Morgan Stanley has undergone an economic deep dive of DraftKings stock following its Q2 results.
The operator’s Q2/FY2024 adjusted EBITDA guide experienced weaker profitability from higher customer acquisition.
Overall, the Morgan Stanley verdict reflects what we all already know: that the DraftKings model is all about maximizing sales, but that that model is yet to yield a true profit.
It looked like we could finally be seeing a turning point, but DraftKings’ profitability prospects seem to have gone the other way in its most recent report. The operator’s stock is currently worth $31.04. It is up 4% today but down 2% over five days.
Over the past month, it has fallen 21%.
DraftKings’ total 2024 EBITDA has been moved to $400m from the originally projected $538m amount, near the mid-point of DraftKings’ updated guidance range. Its 2025 and 2026 expected adjusted EBITDA estimates were also moved down to $1.07bn and $1.8bn versus the $1.25bn and $2.1bn, respectively, by Morgan Stanley.

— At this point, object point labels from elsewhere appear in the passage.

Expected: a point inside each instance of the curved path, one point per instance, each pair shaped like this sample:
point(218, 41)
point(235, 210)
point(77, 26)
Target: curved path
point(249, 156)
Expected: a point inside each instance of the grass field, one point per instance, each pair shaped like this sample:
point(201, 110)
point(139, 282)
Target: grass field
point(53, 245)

Expected revenue for the remainder of 2024 was increased, however, by 3% according to the company. 2025 and 2026 expected revenue projections were also increased by 6% and 3%.
Morgan Stanley stated in its report that revenue increases were primarily driven by continued strength in customer spend in key gaming states including New Jersey, Pennsylvania and Michigan for DraftKings.

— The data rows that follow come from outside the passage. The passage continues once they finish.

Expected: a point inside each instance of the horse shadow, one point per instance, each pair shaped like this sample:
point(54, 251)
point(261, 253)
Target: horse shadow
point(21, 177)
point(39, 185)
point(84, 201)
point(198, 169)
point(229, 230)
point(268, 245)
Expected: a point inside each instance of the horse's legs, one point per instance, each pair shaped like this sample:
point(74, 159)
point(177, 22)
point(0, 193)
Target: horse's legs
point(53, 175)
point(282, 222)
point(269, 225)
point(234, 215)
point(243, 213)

Commenting on how the strategic model behind DraftKings could be changed, Morgan Stanley stated that “the guide down on customer acquisitions has led investors to question the path to profitability and revenue assumptions. As a result, we review DraftKings’ user economics and maturation based on disclosed data on payback periods, customer acquisition costs, retention/churn rates and spend/active user.

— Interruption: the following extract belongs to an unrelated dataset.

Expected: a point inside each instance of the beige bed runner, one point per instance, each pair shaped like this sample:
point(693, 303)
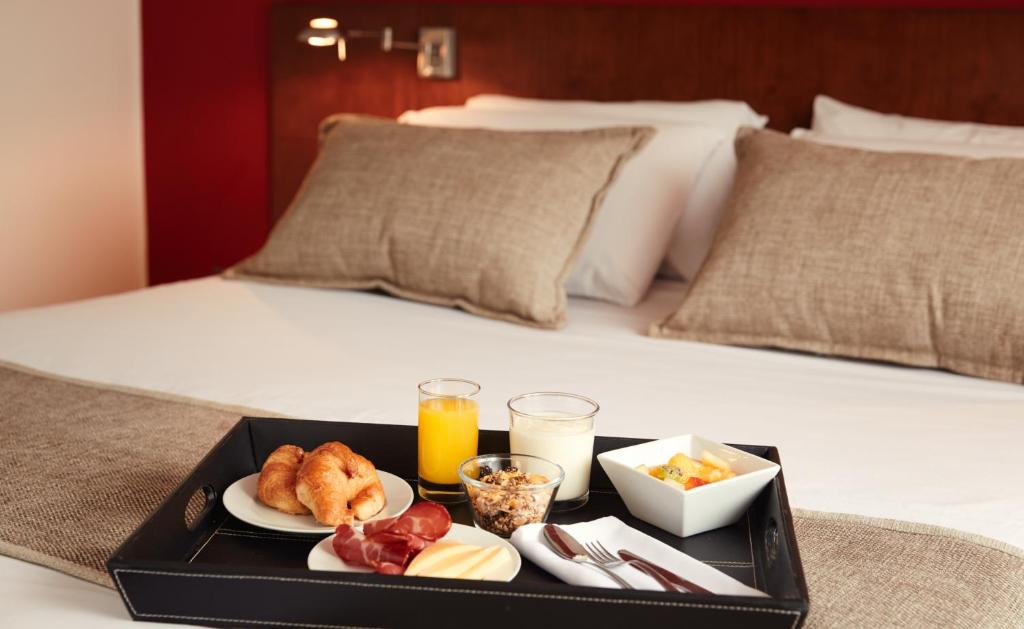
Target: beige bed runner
point(82, 465)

“While we acknowledge flow-through disappointed in the quarter and warrants greater skepticism over forward targets outlined by management at it’s investor day, the company has been able to generate revenue well-above its expectations on significant gains in user growth.”
DraftKings recently expanded its operations to the Washington DC area on July 23 following a market access agreement with soccer franchise, DC United.